The other day I read a study with a very complex message and a very inspiring and thorough interpretation which referred to this burning issue, and it was as follows:

Cutting saturated fat can be good for health if people replace saturated fats with good fats as much as possible, especially polyunsaturated fats.


Of course, I would like to add that the combinations of saturated fats are the ones that, unfortunately, give saturated fats a bad name. The worst variety is processed carbohydrates, and simple ones such as sugar, pasta, cereals and breads, and such combinations bring the worst health results.



Trans Fatty Acids

From a chemical point of view, trans-fatty acids are the type of unsaturated fats with a somewhat eccentric character which can be created artificially. In food production, liquid unsaturated fats (such as vegetable oils) are catalytically hydrogenated to produce a partially or fully saturated fat, which can melt at a desired temperature between 30° & 40°C.


  • Steroids

These lipids, however, have a different structure from the rest of the lipids. These include sterols, bile acids, corticoids, androgenic hormones, estrogens, cardiac glycosides, etc. Four rings form the central part of the chemical structure of steroids, also called steroid rings. In animal organisms, cholesterol is the most abundant steroid.


Summary

Fats are an essential part of the human diet, and this is a given. The only thing left is to know how much and what kind of fats we should consume to be healthy!
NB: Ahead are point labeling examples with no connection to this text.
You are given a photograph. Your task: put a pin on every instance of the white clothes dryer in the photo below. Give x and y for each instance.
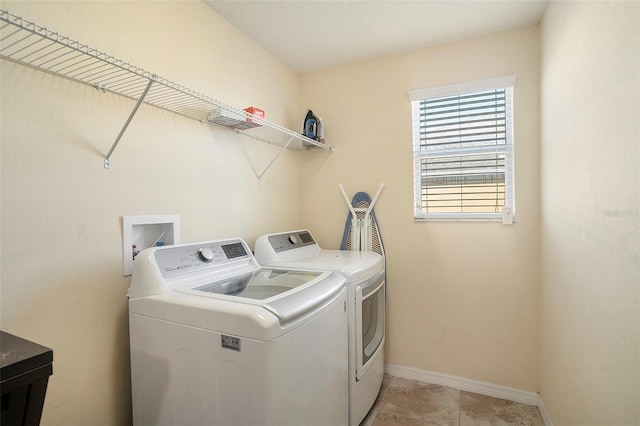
(218, 340)
(365, 276)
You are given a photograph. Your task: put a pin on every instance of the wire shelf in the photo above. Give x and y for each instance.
(35, 46)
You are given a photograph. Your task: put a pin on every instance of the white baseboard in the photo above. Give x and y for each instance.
(545, 414)
(483, 388)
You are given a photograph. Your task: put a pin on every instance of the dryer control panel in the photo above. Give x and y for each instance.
(291, 240)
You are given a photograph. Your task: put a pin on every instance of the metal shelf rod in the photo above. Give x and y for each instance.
(107, 158)
(37, 47)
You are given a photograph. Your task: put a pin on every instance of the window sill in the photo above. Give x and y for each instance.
(497, 218)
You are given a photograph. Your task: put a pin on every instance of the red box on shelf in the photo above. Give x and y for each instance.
(255, 111)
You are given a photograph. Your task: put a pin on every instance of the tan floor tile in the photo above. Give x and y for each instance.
(421, 402)
(404, 402)
(480, 410)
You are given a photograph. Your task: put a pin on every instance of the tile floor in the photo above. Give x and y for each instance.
(404, 402)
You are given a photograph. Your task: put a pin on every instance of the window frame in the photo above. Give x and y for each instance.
(507, 215)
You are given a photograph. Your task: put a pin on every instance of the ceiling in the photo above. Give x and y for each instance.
(311, 35)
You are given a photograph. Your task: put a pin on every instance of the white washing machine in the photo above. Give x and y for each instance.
(365, 275)
(218, 340)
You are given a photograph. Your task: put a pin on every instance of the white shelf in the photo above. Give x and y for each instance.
(32, 45)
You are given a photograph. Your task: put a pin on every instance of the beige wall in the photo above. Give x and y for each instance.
(462, 297)
(590, 221)
(62, 282)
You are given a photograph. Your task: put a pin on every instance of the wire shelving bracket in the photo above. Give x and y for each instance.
(35, 46)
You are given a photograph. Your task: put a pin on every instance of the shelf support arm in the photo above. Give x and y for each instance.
(107, 158)
(283, 149)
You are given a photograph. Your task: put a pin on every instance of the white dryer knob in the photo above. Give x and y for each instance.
(205, 254)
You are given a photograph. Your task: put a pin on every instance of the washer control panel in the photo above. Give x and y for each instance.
(178, 260)
(291, 240)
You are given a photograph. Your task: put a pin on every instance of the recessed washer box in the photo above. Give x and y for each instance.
(144, 231)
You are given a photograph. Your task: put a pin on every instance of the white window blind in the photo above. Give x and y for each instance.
(463, 151)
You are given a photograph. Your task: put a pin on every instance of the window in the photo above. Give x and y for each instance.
(463, 151)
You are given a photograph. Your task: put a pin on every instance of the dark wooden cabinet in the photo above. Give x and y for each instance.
(24, 374)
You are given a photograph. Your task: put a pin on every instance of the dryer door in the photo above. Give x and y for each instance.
(370, 316)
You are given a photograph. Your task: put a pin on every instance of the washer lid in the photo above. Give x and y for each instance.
(259, 285)
(286, 294)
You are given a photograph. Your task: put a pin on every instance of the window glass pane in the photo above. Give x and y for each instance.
(463, 184)
(463, 152)
(463, 121)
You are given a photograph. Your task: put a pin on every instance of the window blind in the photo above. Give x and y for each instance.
(463, 153)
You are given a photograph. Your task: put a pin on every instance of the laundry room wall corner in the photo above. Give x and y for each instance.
(462, 298)
(61, 236)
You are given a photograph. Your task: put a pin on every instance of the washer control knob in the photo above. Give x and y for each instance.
(205, 254)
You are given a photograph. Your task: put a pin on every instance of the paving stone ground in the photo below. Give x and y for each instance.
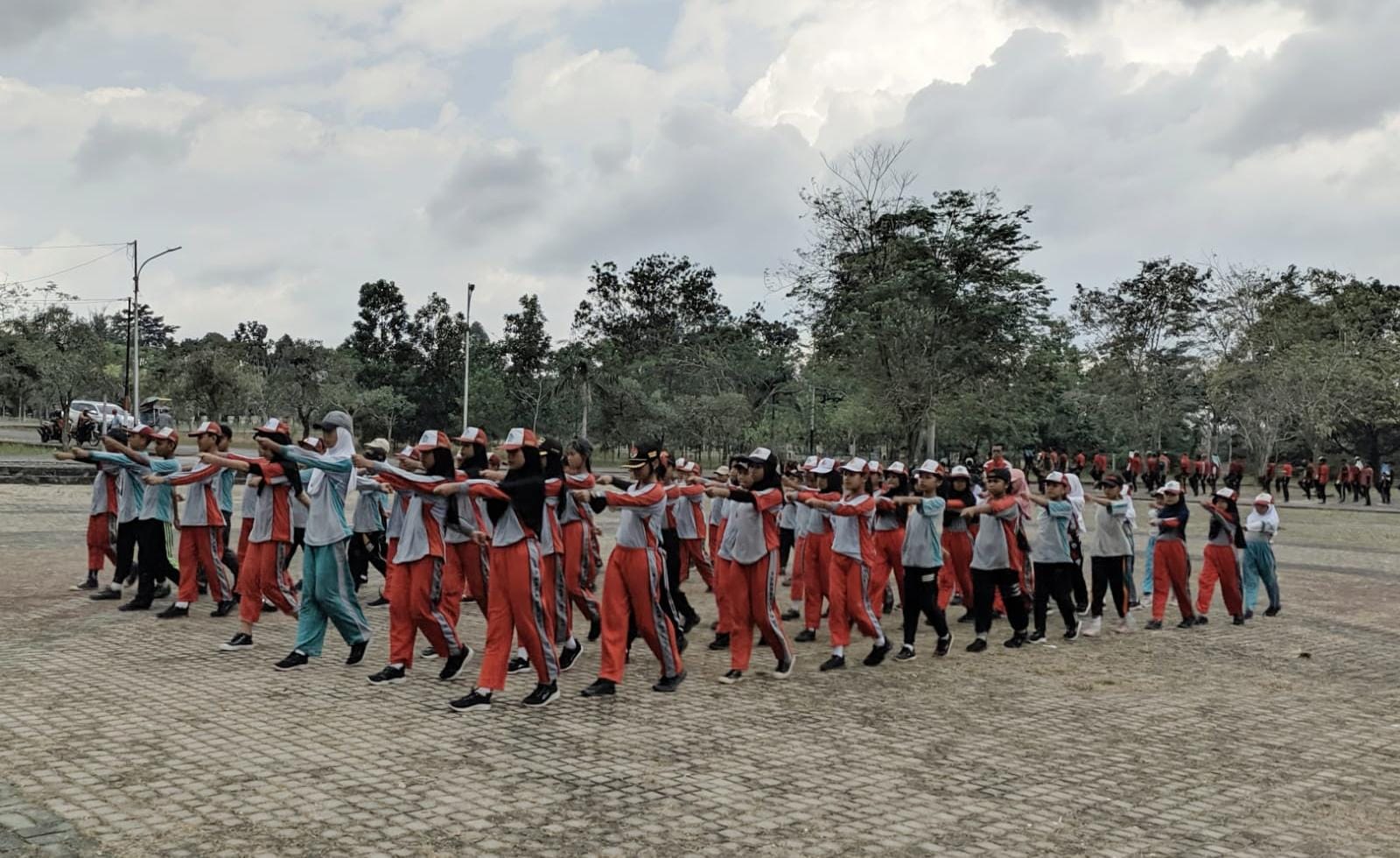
(123, 735)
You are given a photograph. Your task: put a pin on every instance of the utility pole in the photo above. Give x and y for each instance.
(466, 362)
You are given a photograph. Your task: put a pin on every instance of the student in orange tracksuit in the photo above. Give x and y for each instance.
(1171, 566)
(752, 541)
(956, 541)
(823, 484)
(200, 531)
(581, 554)
(420, 555)
(634, 576)
(851, 566)
(522, 592)
(889, 536)
(1222, 559)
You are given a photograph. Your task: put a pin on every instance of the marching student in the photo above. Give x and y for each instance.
(263, 569)
(420, 557)
(1222, 562)
(1052, 559)
(998, 559)
(102, 529)
(368, 526)
(1171, 566)
(130, 492)
(889, 536)
(581, 554)
(156, 522)
(1110, 554)
(958, 543)
(851, 566)
(825, 484)
(522, 592)
(636, 575)
(921, 557)
(200, 531)
(752, 543)
(1259, 555)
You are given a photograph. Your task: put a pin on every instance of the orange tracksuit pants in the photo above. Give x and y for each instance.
(818, 587)
(1171, 569)
(522, 606)
(415, 604)
(958, 559)
(102, 540)
(753, 601)
(850, 596)
(1220, 566)
(263, 573)
(202, 547)
(632, 594)
(889, 545)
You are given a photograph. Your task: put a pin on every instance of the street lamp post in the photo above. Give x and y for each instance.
(136, 323)
(466, 366)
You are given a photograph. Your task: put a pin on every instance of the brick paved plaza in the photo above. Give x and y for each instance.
(123, 735)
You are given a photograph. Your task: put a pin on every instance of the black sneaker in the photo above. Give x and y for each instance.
(356, 654)
(665, 685)
(878, 654)
(452, 665)
(472, 703)
(294, 661)
(389, 676)
(601, 687)
(569, 655)
(542, 696)
(237, 643)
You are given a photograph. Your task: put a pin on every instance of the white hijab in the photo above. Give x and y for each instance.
(340, 450)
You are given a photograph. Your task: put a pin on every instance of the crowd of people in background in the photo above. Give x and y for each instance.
(821, 543)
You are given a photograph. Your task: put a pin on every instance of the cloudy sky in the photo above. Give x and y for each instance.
(300, 149)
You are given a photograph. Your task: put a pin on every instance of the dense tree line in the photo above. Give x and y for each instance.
(917, 323)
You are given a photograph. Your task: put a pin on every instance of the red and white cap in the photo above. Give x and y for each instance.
(433, 440)
(472, 435)
(520, 438)
(273, 425)
(856, 466)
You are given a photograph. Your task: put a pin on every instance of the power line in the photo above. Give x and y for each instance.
(66, 270)
(65, 246)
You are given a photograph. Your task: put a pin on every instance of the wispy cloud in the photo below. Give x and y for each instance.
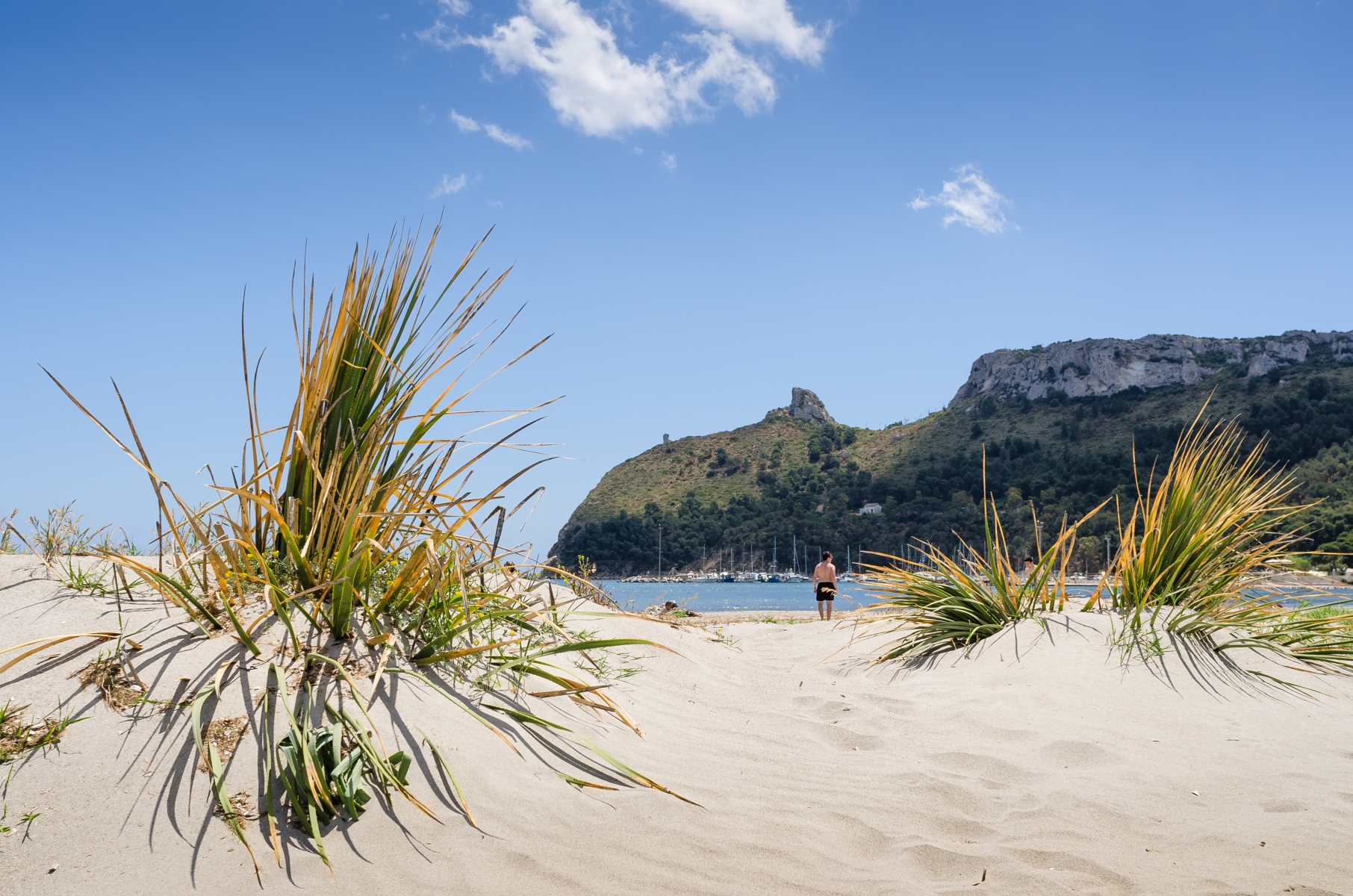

But let's not forget that excessively low-fat consumption prices, especially when they come from some empty diets, can only harm the body because they reduce the amount and the absorption of fat-soluble vitamins and essential fatty acids in the diet.


All fats are not the same, so consuming the right amounts of fat groups is very important. That is, by reducing unhealthy saturated and especially trans fatty acids from our diet and replacing part of them with healthier unsaturated fats, we will achieve the best balance in the consumption of fats, which leads to the best health of the body.